Election Justice USA, a voter rights organization, told CNN it will go to Federal District Court in Brooklyn on Wednesday morning as part of an effort to have provisional ballots from voters disenfranchised by the Board of Elections counted before the primary results are certified.

Earlier in the day, a federal judge denied a temporary restraining order filed by the group that would have opened the polls to New York Democrats claiming they were unlawfully listed as Republican or unaffiliated.

A little before the polls here closed at 9 p.m., the polling site coordinator at Brooklyn Borough Hall estimated that about 10% of those who showed up to vote on Tuesday were previously removed by the board of elections. More than 2,800 people had voted at the location.

New York Mayor Bill de Blasio, a Hillary Clinton supporter, called for major reforms to the Board of Elections as a series of snafus continued to bubble up, including reports of the errant “purge” in Brooklyn.

“It has been reported to us from voters and voting rights monitors that the voting lists in Brooklyn contain numerous errors, including the purging of entire buildings and blocks of voters from the voting lists,” de Blasio said in a statement Tuesday calling on the board to “reverse that purge.”

“The perception that numerous voters may have been disenfranchised undermines the integrity of the entire electoral process and must be fixed,” he said.

Speaking to CNN on Tuesday night, Board of Elections Executive Director Michael Ryan pushed back against the growing criticism, saying, “We’re not finding that there were issues throughout the city that are any different than what we experience in other elections.”

Of the 126,000 Democratic voters taken off from the rolls in Brooklyn, Ryan said 12,000 had moved out of borough, while 44,000 more had been placed in an inactive file after mailings to their homes bounced back. An additional 70,000 were already inactive and, having failed to vote in two successive federal elections or respond to cancel notices, were removed.

“Since the eyes and ears of the world are on New York, issues that are relatively routine for any election are receiving greater scrutiny,” he added.

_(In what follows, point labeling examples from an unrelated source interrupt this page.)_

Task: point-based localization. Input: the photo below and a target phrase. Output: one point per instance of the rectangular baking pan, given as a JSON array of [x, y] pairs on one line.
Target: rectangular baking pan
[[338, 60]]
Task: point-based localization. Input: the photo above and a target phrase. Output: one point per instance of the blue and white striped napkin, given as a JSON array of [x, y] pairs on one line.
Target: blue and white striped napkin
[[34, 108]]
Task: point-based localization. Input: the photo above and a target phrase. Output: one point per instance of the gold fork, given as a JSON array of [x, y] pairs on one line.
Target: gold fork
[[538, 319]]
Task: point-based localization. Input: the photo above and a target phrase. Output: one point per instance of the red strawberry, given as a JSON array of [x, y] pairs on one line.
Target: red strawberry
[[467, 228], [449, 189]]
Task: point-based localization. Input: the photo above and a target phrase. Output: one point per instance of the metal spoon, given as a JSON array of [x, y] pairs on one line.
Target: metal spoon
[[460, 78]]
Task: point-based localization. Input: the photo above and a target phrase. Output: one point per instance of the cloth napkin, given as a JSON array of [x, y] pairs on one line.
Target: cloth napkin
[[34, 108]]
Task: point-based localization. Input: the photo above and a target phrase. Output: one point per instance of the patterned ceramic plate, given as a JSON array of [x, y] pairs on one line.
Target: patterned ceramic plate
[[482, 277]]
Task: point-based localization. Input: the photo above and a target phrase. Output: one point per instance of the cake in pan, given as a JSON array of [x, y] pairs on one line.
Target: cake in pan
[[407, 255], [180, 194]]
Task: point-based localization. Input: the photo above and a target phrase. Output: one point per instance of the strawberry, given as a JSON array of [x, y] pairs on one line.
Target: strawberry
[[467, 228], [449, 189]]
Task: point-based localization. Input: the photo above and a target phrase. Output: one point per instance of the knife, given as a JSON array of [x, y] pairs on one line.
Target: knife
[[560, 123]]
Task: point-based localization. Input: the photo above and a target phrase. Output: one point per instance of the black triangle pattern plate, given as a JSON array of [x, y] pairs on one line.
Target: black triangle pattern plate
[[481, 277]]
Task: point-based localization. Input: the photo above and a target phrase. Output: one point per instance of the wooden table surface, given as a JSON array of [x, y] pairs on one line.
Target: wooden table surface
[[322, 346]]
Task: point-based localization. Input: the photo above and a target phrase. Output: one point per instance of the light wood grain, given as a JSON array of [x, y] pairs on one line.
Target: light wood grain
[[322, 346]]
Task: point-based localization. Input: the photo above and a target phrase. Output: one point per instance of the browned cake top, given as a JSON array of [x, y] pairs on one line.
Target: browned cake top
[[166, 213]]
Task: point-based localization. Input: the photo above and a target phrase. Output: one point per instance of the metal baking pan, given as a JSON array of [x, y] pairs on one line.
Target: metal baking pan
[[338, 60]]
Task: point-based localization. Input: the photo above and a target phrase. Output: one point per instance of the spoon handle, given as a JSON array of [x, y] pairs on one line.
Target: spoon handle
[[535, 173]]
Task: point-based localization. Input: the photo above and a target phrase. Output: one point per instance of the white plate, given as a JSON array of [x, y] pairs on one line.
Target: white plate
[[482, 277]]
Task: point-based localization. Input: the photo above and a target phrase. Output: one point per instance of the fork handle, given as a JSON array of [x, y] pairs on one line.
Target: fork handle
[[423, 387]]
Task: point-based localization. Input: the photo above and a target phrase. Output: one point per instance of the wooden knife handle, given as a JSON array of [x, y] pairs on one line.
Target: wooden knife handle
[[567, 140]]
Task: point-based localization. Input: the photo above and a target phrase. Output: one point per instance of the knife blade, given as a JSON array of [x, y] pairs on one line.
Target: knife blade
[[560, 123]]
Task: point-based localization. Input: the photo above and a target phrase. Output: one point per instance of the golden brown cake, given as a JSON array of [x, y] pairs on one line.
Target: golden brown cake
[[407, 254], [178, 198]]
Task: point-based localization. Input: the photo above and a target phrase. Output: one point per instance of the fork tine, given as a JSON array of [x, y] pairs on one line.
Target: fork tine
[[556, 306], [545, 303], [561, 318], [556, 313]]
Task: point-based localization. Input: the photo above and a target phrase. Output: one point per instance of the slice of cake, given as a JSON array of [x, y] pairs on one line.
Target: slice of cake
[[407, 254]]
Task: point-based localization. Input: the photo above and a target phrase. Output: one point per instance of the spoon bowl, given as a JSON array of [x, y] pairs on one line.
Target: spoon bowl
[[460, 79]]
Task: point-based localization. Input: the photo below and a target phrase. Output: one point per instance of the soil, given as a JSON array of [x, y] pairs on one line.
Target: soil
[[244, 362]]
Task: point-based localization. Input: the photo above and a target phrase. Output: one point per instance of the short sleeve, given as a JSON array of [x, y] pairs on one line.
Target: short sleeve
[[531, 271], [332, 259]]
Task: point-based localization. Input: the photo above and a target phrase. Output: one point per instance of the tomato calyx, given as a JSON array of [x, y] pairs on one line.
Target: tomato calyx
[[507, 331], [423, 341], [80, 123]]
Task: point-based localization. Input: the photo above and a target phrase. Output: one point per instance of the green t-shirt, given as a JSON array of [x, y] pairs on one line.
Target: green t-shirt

In pledging to audit the board, the office of New York City Comptroller Scott Stringer issued a much stricter verdict.

“The people of New York City have lost confidence that the Board of Elections can effectively administer elections and we intend to find out why the BOE is so consistently disorganized, chaotic and inefficient,” he said.

The Clinton campaign had no immediate comment when asked by CNN.

New York Attorney General Eric Schneiderman’s voter complaint hotline received more than 1,000 complaints throughout the day, Schneiderman’s office said in a statement. The same office, he added, had heard only around 150 on the day of the 2012 general election.

In a statement out Wednesday, Schneiderman said, “I am deeply troubled by the volume and consistency of voting irregularities, both in public reports and direct complaints to my office’s voter hotline.”

Schneiderman said his office was starting “inquiries in additional areas of the State where voting irregularities appeared unusually high.”

“Voting is the cornerstone of our democracy, and if any New Yorker was illegally prevented from voting, I will do everything in my power to make their vote count and ensure that it never happens again,” he said.